There is no Verdi baritone rôle that does not make formidable demands on its intrepreters, but Act Three of Rigoletto is one of opera’s great tests for baritones’ vocal stamina and dramatic intuition. In this performance, Kelsey traversed Rigoletto’s transition from consuming acrimony to absolute devastation with emotional versatility, his command of the part’s tessitura awing. Exposing Gilda to the Duca’s infidelity in the quartet, Kelsey’s Rigoletto simultaneously formulated his regicidal plan and endeavored to alleviate his daughter’s pain.

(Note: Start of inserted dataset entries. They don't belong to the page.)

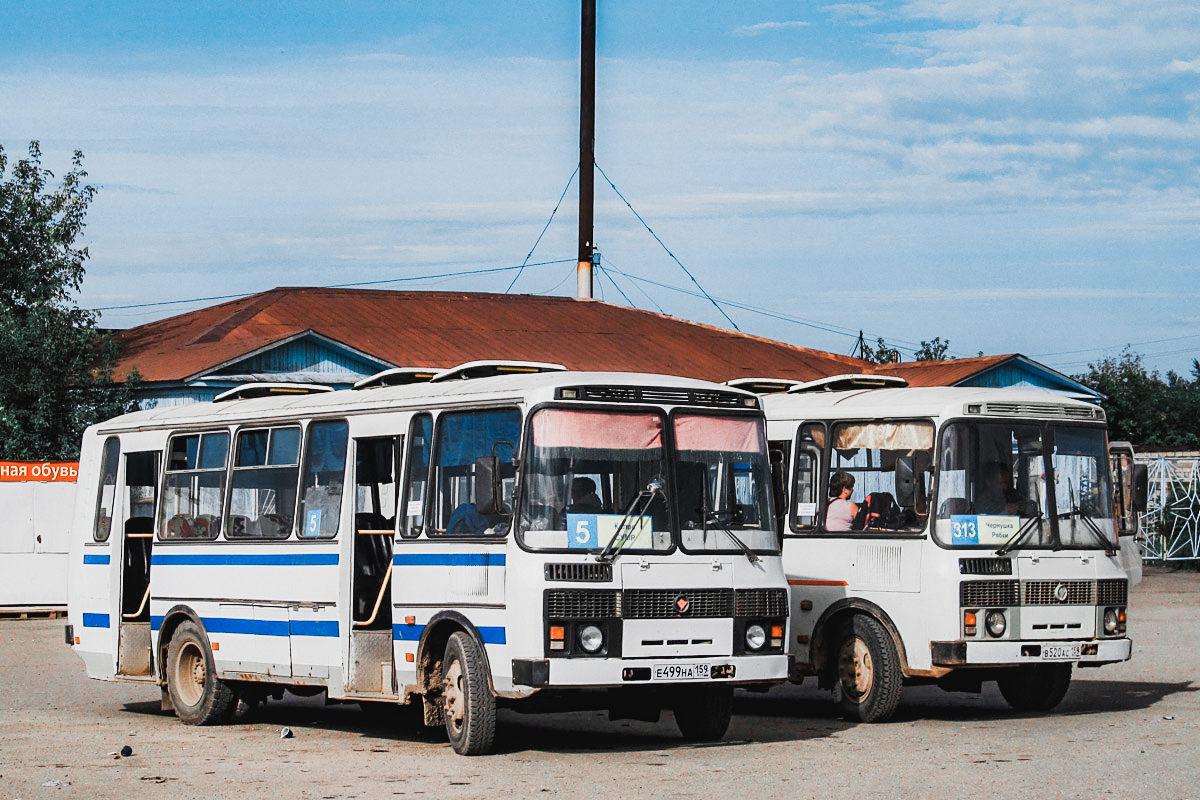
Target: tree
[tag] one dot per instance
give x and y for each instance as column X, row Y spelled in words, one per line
column 55, row 365
column 1141, row 407
column 935, row 350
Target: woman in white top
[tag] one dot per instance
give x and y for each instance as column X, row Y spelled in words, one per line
column 841, row 512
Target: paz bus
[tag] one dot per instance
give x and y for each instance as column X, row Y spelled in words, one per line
column 457, row 539
column 983, row 546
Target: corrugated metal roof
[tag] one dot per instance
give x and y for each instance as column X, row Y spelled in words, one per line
column 438, row 329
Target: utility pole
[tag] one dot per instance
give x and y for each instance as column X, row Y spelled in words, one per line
column 587, row 146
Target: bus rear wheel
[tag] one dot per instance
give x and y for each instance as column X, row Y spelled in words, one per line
column 199, row 697
column 1035, row 687
column 868, row 672
column 703, row 713
column 468, row 701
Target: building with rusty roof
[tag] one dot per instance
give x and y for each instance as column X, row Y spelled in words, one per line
column 340, row 336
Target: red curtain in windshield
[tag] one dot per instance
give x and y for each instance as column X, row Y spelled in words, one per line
column 598, row 431
column 718, row 433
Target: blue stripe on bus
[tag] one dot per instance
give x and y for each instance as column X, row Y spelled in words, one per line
column 413, row 633
column 244, row 559
column 262, row 627
column 448, row 559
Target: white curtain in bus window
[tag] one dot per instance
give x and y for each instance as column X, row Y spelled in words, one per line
column 263, row 486
column 193, row 488
column 807, row 483
column 868, row 451
column 462, row 439
column 1081, row 486
column 102, row 524
column 587, row 467
column 324, row 473
column 420, row 438
column 723, row 482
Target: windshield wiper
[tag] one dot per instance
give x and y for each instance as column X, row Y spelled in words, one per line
column 712, row 516
column 645, row 497
column 1089, row 523
column 1015, row 539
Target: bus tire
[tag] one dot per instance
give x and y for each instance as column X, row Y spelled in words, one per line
column 1035, row 687
column 199, row 697
column 467, row 698
column 868, row 678
column 703, row 713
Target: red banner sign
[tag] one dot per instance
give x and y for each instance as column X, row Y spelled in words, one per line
column 39, row 470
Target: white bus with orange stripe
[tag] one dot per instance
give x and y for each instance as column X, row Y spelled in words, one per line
column 445, row 537
column 945, row 535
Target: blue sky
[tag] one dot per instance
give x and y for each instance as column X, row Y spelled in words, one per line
column 1013, row 176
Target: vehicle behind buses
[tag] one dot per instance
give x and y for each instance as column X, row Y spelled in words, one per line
column 487, row 533
column 983, row 547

Celebrating his perceived triumph over the Duca, he declaimed ‘Della vendetta alfin giunge l’istante!’ jubilantly, but his ‘Qual voce!’ as he heard the Duca’s distant voice conveyed confused desperation. Kelsey’s singing of ‘Non morir...mio tesoro...pietate’ in the final duet with the dying Gilda was searing. The opera’s closing moments were surprisingly subdued, singer and character overwhelmed by sorrow and loss. Neither the production nor the performance was flawless, but opera thrives on imperfection. The failures of this Rigoletto contributed to its concentration on singing, and in doing so even the shortcomings succeeded.